Our teacher at school hit me on the head with a cricket ball and didn't apologise.

So I decided to cut the strings of his stupid guitar. He was apoplectic, especially as he could never prove who did it.

I let off the fire extinguisher in our science block.

A teacher whacked me with his flexible metre rule and for once I wasn't actually doing anything. So I kept nicking the keys to his padlock (science block again) mangling them up and returning them.

My first taste of whiskey, vodka and rum was in the science block. My mates dad used to be the manager of Victoria Wines in Mere Green, he'd nick the drink, didn't drink much himself so I'd have it.

Hiccup.

I stole Mrs Jones cigarettes out of her handbag when she left the class for a few moments whilst I was in detention.

I let the dogs out... and I make no apologies for that.
 
I used to walk over cars if they were parked on the footpath. One day I did so at the end of a good old drinking session not realising there was a couple copping off inside. They weren't impressed, my mates were, they nearly died laughing.

I don't see why I should have to walk in the road though, so ner ner!
 
I was walking home through the park with some mates one night after an evening in the pub. I saw something on the ground right beside the path but I couldn't make out what it was. I shouted to my mates to come and have a look when two faces peered up at me. Lol
 
Similar to Barney's when we were on a stag doo in Brighton there was this really annoying smelly old tramp in the bar trying to get free drinks off us and betting us he could down his pint in one quicker than us if we bought him one, got annoying after about an hour so my mates decided to give him a pint full of piss and he downed it in one.

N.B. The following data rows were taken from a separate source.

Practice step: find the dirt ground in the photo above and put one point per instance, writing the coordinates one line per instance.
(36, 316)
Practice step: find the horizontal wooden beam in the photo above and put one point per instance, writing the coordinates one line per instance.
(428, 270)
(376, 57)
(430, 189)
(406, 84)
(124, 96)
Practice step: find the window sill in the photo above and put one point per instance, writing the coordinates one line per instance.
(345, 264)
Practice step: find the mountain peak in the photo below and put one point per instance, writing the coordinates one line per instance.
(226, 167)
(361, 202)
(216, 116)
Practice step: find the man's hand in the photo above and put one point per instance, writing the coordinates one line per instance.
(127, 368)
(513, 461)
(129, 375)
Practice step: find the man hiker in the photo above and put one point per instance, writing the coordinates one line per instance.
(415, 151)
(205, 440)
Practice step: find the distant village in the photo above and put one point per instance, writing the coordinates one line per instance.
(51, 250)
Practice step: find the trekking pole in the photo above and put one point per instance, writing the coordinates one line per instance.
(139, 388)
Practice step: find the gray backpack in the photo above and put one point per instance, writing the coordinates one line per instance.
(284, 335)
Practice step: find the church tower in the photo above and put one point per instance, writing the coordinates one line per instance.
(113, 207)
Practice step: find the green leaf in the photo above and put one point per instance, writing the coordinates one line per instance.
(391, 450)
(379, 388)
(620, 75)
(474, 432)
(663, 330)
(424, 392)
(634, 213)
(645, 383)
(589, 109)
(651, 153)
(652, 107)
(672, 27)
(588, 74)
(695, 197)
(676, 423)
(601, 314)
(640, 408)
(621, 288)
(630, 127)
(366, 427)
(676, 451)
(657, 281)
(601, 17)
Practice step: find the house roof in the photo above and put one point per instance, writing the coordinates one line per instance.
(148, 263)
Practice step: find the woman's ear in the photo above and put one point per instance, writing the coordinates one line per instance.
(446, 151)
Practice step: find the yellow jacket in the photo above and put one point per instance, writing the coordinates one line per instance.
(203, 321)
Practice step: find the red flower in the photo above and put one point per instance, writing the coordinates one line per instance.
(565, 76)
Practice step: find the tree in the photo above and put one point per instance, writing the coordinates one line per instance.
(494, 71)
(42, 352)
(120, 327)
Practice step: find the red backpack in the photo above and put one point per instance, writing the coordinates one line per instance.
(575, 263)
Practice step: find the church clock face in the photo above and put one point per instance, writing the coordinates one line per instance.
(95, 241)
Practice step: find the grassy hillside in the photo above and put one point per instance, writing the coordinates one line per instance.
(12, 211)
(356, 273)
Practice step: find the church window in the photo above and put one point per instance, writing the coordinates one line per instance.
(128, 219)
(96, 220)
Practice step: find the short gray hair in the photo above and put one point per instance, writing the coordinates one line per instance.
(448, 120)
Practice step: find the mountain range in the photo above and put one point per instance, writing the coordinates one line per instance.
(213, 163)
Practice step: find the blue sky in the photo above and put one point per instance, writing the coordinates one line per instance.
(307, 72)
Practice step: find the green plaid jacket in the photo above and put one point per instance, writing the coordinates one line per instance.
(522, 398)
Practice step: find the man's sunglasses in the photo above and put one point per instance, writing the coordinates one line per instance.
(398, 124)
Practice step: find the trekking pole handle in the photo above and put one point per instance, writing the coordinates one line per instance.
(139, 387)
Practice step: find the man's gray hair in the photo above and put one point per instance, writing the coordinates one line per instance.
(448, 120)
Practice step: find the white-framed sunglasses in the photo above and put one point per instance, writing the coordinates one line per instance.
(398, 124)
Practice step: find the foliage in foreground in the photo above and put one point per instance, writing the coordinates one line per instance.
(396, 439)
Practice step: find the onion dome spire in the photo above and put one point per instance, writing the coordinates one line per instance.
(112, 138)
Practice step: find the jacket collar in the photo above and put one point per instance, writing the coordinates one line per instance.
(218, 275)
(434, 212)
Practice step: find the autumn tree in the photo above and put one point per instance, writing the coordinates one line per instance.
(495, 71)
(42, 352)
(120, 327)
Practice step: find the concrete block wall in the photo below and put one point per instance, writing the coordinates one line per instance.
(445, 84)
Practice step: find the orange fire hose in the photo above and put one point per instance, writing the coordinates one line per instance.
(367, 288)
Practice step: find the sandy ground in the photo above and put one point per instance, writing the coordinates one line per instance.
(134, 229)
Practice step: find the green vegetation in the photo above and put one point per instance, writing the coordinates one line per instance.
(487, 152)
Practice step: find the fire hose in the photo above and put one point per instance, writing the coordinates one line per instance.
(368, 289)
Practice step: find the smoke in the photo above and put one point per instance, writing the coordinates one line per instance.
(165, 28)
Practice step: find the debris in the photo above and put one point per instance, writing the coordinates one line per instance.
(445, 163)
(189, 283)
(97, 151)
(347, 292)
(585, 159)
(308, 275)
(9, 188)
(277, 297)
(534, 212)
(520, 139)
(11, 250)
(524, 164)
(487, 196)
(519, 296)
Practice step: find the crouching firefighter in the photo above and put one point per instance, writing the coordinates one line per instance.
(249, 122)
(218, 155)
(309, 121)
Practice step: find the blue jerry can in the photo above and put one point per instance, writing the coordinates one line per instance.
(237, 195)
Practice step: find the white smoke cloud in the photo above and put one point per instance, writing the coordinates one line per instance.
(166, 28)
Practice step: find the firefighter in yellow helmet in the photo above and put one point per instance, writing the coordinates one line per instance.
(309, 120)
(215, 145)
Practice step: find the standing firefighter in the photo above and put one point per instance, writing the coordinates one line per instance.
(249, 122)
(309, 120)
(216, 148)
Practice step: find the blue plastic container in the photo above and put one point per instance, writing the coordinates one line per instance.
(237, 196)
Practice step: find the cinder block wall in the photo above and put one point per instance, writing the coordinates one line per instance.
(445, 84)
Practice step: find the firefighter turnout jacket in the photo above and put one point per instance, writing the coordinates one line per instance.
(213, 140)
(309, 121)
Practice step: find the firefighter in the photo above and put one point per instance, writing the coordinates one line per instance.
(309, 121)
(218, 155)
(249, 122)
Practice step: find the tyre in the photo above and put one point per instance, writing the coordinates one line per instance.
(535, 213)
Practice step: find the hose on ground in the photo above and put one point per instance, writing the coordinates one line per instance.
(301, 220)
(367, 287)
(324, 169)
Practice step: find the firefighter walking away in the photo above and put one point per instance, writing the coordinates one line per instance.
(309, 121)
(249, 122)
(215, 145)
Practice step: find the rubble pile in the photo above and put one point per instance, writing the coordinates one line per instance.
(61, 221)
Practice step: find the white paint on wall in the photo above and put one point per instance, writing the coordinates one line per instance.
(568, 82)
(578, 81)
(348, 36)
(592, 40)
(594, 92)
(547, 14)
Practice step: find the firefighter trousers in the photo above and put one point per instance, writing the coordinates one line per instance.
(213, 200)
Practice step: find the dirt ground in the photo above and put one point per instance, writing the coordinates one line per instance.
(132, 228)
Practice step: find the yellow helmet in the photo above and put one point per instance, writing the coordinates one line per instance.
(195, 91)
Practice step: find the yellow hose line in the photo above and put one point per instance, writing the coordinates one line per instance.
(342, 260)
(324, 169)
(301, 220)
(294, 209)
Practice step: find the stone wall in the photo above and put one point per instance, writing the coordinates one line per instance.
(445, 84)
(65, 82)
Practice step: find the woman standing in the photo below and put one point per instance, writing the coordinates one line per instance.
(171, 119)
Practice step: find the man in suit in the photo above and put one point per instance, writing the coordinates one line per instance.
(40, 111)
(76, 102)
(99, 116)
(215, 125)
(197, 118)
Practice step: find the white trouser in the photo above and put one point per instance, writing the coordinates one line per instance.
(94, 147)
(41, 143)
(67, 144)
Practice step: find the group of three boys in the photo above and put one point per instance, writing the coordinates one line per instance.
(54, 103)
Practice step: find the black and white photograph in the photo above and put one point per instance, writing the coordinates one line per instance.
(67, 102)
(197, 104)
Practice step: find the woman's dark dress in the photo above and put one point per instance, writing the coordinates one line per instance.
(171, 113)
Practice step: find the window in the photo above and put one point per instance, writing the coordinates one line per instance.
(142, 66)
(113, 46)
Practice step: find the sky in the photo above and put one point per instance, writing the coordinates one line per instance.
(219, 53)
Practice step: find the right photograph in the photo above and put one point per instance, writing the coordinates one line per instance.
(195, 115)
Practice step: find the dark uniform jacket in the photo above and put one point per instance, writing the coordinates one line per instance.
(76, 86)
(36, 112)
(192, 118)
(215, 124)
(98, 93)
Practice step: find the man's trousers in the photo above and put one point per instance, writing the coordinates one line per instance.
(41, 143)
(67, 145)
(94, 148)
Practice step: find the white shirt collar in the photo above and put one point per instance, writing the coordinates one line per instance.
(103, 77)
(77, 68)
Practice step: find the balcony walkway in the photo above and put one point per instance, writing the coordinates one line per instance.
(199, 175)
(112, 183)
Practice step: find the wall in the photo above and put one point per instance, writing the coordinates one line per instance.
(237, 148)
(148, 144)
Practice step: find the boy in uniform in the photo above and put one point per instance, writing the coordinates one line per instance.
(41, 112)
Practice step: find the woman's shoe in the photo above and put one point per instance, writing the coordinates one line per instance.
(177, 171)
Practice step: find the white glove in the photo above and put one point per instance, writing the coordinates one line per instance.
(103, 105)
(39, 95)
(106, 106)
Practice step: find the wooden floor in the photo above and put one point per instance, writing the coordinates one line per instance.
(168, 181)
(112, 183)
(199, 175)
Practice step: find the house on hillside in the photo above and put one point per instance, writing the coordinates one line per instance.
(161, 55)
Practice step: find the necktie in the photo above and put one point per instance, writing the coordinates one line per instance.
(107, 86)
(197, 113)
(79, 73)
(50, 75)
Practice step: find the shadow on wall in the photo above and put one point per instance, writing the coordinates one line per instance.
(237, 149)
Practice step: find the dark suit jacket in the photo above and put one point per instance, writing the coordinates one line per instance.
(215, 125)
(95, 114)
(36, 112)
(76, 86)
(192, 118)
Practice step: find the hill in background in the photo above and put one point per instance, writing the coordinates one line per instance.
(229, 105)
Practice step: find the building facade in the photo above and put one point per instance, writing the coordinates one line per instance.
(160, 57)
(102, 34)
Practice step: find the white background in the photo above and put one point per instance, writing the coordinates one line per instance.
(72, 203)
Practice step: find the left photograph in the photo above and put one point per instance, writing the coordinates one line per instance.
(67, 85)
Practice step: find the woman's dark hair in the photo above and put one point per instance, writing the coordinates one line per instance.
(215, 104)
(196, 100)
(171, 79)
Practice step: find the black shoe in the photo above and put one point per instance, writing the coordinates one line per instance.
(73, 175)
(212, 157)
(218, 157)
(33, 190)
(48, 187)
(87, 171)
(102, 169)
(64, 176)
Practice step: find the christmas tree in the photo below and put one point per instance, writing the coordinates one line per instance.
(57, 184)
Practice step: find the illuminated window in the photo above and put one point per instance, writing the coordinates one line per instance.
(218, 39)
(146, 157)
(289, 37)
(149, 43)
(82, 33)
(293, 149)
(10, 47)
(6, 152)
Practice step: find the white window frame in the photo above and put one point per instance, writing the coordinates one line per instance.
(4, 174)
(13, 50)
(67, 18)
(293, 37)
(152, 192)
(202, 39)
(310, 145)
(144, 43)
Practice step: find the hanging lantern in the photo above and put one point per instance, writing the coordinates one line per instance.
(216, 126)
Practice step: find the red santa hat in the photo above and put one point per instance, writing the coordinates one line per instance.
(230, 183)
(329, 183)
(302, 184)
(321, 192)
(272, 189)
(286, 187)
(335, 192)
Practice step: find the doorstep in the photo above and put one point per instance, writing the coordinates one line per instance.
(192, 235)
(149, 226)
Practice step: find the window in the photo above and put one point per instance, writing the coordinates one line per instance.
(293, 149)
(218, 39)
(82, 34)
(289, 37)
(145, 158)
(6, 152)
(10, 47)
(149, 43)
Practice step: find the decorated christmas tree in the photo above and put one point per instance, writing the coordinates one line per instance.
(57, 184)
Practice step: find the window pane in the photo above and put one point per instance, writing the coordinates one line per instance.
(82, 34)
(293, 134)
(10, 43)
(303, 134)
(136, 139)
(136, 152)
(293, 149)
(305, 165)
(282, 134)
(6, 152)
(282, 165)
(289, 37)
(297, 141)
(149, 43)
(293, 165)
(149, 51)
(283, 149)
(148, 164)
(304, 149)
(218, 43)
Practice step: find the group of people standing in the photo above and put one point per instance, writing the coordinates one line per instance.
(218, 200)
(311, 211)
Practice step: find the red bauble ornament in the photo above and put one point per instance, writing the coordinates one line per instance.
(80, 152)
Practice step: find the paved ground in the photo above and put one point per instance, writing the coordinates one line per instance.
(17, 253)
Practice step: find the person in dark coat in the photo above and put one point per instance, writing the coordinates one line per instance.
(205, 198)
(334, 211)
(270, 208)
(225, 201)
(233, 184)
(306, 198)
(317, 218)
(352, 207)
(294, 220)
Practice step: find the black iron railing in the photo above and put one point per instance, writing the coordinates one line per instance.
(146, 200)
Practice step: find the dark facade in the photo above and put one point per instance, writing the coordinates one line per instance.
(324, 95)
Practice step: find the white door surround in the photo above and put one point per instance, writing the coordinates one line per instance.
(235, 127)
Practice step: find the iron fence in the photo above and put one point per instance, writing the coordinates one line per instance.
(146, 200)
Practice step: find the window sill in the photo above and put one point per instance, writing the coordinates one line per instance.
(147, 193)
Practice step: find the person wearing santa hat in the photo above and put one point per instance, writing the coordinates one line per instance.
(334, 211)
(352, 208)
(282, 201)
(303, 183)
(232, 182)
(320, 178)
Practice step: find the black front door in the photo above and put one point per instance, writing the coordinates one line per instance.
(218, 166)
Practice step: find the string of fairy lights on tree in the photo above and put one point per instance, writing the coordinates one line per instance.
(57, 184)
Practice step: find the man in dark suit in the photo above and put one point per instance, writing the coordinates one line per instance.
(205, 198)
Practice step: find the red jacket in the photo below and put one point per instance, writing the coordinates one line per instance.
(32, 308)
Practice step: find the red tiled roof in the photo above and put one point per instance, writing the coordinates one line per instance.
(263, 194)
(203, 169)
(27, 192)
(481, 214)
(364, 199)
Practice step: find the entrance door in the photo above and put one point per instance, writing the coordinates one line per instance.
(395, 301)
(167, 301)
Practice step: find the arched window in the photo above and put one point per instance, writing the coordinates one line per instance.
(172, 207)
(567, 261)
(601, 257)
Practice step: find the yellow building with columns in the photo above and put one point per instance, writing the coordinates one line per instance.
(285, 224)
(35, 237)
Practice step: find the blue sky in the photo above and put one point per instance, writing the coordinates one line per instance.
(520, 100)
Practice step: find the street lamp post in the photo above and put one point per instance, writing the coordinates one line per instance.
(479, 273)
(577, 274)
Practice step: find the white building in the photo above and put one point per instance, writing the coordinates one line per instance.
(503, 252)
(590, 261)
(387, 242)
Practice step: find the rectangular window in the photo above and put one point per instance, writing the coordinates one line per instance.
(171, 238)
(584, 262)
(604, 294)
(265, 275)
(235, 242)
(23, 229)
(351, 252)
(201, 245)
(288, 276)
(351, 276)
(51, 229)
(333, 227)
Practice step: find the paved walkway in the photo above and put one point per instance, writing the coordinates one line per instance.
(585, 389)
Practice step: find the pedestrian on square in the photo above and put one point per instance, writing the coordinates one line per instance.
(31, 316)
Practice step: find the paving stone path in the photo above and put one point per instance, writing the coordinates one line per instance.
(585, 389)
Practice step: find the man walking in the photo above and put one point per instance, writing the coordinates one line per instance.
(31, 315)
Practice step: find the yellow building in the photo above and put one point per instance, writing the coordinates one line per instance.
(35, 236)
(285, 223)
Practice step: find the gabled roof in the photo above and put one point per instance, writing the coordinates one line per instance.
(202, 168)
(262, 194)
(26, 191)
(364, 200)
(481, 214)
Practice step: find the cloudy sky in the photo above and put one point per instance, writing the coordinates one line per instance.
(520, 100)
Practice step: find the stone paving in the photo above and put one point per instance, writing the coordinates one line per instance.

Now I have to point out it wasn't my idea. I was just happily pissing away at the urinal when my mate came in with a 3/4 full glass (half guniess half piss) and asked me to top it up, so I obliged without even knowing what for.

The tramp was so proud that he drunk all that piss so quickly too. How he didn't notice I will never know.... it didn't look like Guiness by the time it was topped up.

 
A few of us used to go round swapping everyones For Sale signs over.

We even put our cricket club up for sale once.
 
I once pulled over at the side of the road to help a woman who had broken down. Turns out she had just run out of petrol so I offered to drive her to the nearest petrol station to fill up her jerry can.

As I sat there watching her fill up like a mong, with fuel spilling all down the side of the can, I thought to myself "she ain't getting back in my car with that, and making it stink of petrol!", so I just drove off. haha.

I hope she made a mental note of the way back to her car! it was only about a 2 mile walk. I'm sure she was fine.